Please note: This was screened in Oct 2016
At a time when Ken Loach's Palme d'Or-winning I, Daniel Blake takes aim at the current state of welfare in Britain, we revisit his influential TV drama Cathy Come Home - originally shown as part of the BBC's The Wednesday Play series - which tackled social issues in 1960s Britain including homelessness, unemployment and the struggle faced by single mothers to keep their children.
Shot in the style of a rough and ready documentary, it follows Cathy (Carol White) as she arrives in London and sets up home with Reg (Ray Brooks). With a baby on the way, money is tight, so when an accident costs Reg his job, it's the first in a series of calamities that sets the family on an inexorable slide into homelessness. Temporary accommodation gives way to a caravan site, but when the caravan is torched, they're pushed from pillar to post by unsympathetic bureaucrats implementing outdated legislation before eventually the family is split up - possibly, as the film suggests, for good.

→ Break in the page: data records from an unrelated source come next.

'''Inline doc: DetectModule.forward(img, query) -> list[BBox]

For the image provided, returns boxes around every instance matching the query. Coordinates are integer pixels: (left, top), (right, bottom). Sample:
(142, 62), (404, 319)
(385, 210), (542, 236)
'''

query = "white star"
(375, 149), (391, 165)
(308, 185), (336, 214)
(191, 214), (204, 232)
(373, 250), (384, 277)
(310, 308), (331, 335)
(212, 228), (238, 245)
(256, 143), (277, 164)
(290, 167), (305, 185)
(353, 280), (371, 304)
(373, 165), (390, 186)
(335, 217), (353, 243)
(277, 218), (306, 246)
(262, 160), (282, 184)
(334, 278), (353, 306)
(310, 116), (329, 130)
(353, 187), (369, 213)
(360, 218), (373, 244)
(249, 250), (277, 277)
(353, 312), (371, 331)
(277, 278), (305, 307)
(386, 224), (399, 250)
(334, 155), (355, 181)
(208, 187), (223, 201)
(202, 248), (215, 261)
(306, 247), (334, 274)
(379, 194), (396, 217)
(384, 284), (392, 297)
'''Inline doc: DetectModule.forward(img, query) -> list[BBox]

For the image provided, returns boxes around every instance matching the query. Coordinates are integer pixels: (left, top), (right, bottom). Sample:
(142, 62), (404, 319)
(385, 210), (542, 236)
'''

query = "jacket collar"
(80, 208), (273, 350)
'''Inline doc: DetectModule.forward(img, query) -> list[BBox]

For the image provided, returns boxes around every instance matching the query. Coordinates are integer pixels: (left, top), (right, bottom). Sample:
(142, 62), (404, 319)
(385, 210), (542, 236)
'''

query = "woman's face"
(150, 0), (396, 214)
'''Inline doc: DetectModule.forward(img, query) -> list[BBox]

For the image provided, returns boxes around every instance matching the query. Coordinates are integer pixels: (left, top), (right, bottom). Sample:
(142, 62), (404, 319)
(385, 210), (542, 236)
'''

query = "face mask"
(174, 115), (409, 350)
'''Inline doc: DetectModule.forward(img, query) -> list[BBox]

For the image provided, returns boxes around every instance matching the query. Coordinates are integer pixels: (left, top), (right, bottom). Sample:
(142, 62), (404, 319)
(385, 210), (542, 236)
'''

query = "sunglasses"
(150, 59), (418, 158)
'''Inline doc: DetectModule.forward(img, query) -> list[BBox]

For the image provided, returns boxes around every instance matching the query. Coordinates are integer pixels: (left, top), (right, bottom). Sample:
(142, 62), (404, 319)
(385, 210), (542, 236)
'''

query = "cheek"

If a film's value is measured by its impact on the real world, then Cathy Come Home surely ranks among the most important British works ever made. Seen by approximately one quarter of the British public at the time, the resulting outcry has been widely credited with generating support for the homelessness charity Shelter (launched coincidentally just a few days after initial broadcast) and Crisis, launched in response to the film a year later. It also set Loach on the path to becoming one of cinema’s most determinedly political filmmakers, a dissenting voice that has been, and remains, this country’s most unswerving champion of the working class.